Financial reprocussions of having a "large" family. I've thought about this subject a lot. Especially when it comes to the reasons people give me for why not to have more children. Not that they'll say that exactly. More like giving reasons why they have not chosen or would not choose to do what we are doing (namely, having more than one or two children). "We want to be able to. . ." fill in the blank with almost anything, and it's probably been said. I've heard things from cruises to college to vacation homes to specialty lessons to carreers to just plain fun.
Honestly, we have not had a lot of negative comments or critisism re: our family choices compared to what we could have. Part of it may be because we don't get out much and I am much too busy with my children when I am out with them, I wouldn't even know if someone looked disparagingly at us, let alone wanted to engage me in critical conversation. But it sounds like some of the people who express these types of thoughts are the ones closest to the couple/family (see the below link).

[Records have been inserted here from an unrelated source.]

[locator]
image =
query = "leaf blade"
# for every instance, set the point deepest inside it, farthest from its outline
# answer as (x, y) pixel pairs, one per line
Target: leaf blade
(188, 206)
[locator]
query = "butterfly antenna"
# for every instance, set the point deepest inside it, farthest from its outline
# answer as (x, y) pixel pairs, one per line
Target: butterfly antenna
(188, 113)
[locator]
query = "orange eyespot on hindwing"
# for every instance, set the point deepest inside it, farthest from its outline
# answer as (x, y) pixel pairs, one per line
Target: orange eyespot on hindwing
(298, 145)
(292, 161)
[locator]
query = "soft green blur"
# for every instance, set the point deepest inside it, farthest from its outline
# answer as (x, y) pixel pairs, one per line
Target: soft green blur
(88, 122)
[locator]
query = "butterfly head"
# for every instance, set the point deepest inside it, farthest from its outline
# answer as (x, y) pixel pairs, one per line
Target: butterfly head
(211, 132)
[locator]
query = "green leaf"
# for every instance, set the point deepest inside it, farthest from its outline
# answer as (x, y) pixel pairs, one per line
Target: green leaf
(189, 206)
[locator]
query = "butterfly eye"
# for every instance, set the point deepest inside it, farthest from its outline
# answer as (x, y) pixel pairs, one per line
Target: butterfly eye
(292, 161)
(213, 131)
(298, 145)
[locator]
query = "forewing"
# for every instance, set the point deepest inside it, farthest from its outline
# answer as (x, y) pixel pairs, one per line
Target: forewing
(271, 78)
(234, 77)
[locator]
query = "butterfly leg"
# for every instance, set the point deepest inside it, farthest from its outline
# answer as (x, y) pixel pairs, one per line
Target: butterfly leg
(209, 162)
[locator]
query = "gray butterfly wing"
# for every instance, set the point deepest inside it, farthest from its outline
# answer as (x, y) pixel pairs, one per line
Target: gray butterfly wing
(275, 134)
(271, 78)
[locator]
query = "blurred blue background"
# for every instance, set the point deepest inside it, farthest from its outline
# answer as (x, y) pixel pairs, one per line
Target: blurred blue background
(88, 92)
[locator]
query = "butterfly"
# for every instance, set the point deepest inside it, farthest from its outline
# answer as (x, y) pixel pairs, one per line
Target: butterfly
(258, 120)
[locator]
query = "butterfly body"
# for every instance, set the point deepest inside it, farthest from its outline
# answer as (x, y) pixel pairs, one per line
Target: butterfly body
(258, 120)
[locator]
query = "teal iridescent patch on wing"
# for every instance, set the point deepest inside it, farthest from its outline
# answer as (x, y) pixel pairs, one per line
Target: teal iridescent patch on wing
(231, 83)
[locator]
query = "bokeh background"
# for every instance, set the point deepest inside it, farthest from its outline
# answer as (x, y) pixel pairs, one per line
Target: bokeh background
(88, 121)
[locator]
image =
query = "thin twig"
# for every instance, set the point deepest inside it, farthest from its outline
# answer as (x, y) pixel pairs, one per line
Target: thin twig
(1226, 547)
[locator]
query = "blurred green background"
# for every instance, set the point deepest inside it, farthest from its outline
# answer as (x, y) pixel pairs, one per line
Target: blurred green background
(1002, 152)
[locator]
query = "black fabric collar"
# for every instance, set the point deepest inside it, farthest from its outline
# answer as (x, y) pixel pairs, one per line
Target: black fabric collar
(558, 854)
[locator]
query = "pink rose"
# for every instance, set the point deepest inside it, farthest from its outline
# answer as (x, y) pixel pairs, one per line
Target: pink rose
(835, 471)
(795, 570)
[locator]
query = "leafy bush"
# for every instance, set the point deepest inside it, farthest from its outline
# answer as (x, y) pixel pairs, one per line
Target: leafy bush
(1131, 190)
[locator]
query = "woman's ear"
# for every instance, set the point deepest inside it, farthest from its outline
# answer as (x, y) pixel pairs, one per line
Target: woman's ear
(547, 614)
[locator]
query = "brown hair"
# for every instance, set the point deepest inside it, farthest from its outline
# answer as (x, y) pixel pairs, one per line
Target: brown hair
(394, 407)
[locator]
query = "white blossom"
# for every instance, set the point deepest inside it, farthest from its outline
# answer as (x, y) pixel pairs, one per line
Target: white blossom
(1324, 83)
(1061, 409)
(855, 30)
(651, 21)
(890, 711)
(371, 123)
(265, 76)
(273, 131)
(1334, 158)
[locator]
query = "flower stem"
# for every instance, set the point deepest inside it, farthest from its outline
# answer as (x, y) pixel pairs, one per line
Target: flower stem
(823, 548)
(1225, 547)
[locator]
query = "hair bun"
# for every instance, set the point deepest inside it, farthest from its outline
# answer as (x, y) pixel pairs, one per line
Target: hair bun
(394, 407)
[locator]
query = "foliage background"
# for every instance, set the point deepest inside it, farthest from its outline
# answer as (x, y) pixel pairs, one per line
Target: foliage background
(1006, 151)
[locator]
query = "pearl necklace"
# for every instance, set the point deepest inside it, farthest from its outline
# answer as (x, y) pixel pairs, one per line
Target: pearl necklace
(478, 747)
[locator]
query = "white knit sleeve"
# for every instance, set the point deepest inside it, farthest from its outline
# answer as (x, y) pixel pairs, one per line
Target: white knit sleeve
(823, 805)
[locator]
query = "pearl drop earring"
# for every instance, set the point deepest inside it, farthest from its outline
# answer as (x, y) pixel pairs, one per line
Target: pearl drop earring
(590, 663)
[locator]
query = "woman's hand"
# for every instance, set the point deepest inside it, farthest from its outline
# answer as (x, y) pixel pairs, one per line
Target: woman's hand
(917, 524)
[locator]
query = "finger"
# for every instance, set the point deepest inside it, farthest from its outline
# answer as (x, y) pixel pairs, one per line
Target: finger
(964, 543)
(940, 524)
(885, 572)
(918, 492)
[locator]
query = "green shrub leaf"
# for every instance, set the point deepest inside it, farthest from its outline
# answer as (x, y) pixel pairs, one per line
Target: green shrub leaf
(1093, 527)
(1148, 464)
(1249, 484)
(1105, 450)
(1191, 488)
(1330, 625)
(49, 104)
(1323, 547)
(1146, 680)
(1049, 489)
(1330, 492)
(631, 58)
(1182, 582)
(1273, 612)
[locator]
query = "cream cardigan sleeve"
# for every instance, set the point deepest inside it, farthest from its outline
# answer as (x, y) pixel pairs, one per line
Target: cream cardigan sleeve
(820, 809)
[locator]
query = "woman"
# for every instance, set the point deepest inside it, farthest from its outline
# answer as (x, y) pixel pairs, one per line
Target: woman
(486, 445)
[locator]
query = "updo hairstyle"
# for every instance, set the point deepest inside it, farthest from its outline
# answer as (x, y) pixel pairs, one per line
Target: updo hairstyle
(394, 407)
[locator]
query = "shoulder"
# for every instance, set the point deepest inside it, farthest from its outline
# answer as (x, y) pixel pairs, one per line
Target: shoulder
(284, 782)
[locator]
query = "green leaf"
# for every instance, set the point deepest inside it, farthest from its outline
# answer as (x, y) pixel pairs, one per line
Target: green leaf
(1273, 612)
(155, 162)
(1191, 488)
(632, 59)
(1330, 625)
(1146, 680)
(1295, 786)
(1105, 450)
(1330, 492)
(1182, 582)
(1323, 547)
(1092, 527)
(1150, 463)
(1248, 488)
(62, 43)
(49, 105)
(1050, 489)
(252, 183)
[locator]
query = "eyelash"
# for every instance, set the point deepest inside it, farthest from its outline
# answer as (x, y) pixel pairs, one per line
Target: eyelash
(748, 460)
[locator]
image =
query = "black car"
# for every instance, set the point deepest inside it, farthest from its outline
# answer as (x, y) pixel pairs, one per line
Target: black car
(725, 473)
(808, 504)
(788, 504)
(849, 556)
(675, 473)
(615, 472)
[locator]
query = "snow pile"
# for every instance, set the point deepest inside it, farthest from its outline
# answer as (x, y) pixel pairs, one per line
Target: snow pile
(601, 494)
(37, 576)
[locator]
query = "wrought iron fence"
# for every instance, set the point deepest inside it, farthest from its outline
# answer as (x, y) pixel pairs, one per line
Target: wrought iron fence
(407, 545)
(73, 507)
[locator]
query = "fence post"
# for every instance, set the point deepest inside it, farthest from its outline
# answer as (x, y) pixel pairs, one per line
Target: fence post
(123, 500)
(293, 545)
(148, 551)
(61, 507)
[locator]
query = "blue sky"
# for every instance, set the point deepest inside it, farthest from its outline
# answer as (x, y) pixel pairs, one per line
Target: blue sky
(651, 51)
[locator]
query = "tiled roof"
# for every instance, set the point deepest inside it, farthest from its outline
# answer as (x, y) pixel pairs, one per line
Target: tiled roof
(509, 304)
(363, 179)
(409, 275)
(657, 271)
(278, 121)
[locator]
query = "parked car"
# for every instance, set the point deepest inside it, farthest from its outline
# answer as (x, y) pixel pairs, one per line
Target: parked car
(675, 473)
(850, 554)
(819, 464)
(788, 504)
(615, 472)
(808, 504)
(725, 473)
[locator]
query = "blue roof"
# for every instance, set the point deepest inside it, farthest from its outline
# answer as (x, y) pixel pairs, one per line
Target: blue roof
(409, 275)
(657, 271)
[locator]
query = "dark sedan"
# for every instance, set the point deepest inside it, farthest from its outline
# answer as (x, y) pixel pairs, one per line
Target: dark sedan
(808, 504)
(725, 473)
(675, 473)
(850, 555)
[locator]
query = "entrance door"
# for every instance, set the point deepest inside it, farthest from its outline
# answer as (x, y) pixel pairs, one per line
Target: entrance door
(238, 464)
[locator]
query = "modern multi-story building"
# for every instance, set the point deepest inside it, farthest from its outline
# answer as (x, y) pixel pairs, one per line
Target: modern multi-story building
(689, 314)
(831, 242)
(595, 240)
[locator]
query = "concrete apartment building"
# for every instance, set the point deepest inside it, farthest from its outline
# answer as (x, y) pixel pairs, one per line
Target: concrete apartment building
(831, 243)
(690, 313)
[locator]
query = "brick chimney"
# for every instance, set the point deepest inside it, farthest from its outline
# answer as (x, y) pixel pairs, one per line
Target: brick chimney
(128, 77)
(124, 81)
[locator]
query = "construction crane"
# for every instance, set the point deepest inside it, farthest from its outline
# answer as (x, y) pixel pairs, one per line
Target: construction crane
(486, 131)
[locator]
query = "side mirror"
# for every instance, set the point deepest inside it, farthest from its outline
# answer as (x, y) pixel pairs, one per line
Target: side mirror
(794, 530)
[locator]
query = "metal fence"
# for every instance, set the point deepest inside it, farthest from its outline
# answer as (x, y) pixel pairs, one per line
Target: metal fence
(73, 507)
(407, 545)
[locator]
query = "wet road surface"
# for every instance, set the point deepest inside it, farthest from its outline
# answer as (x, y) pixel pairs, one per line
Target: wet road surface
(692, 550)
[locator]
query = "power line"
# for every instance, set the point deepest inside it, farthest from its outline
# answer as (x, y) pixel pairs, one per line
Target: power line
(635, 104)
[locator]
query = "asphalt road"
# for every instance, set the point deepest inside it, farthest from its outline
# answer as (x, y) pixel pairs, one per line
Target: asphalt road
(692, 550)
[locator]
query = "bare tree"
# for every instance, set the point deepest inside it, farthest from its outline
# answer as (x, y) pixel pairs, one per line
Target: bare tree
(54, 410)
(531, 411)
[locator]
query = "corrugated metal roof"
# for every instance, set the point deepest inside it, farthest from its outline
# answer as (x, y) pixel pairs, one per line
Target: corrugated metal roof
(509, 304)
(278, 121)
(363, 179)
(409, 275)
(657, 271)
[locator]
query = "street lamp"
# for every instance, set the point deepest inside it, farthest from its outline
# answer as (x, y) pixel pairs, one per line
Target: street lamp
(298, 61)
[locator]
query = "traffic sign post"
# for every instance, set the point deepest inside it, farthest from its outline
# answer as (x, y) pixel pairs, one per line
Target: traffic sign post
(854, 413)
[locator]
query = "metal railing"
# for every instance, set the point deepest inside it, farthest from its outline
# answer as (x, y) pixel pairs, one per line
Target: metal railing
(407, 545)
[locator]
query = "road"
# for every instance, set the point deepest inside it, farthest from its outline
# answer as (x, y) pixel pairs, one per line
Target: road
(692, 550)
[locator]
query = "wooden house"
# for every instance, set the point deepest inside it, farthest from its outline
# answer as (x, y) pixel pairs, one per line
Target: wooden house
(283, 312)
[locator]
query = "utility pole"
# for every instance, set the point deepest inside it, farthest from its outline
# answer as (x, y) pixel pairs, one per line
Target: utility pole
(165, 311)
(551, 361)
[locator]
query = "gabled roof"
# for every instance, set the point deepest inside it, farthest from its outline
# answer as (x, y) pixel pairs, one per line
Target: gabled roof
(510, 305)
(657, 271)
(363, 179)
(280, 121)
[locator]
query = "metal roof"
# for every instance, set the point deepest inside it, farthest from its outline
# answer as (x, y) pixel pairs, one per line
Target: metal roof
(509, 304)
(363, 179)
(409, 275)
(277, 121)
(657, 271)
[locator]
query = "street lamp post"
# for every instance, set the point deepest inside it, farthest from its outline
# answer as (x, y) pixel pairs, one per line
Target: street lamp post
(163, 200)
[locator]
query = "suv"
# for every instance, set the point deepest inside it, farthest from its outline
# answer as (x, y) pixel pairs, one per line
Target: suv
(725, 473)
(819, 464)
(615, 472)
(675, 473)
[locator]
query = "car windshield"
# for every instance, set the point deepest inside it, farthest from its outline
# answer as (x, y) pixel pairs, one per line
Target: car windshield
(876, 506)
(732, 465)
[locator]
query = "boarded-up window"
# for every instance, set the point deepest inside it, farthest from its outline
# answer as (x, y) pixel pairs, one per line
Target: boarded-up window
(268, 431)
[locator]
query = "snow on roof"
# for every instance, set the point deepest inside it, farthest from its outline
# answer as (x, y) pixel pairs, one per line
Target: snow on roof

There are these thoughts out there, to be sure. Just because I have not been personally subjected to the verbal criticism of people who do not understand our values does not mean that these opinions do not exist.
This morning, I came across this post, and found it to be encouraging (apparently, so have thousands of others, so that's even more encouraging!). This woman expresses her family's priorities in response to critisism for not using funds--that could have been directed toward her children's college tuitions--to instead bring another child into their family via adoption. And I heartily stand with her and her husband on choosing priorities that are Biblically sound, despite being socially . . . questionable?
Speaking of college, there are much worse things I could be accused of besides not paying my children's way through college, and I'd love it if I could honestly say that the only thing my adult children may resent me for is withholding a completely free education. Realistically, though, I have more important and far-reaching things to concern me, like being an all-around poor example of a godly woman who delights in serving The One who gave His life for her. The consequences of everyday attitudes and actions . . . how humbling it is to be a parent. There is no room for pride, yet pride digs its heels in and refuses to leave. To have my weaknesses, my frailties, my sins, on display for three tiny ones to witness and take in and then mimic. The ugliness. I can hide a lot from the average onlooker, but my children, they see the REAL me. And they often get the worst of the reality.
No, friends, how we're going to pay for college tuition, or weddings, or the latest trends, or ballet recitals--these are not our biggest concerns for our girls. I echo Missy's sentiments that we most want to see them follow Christ with their whole hearts. For us two sinners to guide them and lead them in this way is not nearly as doable as merely stashing away funds. Thank God for grace, or we'd be in serious trouble, and so would our children.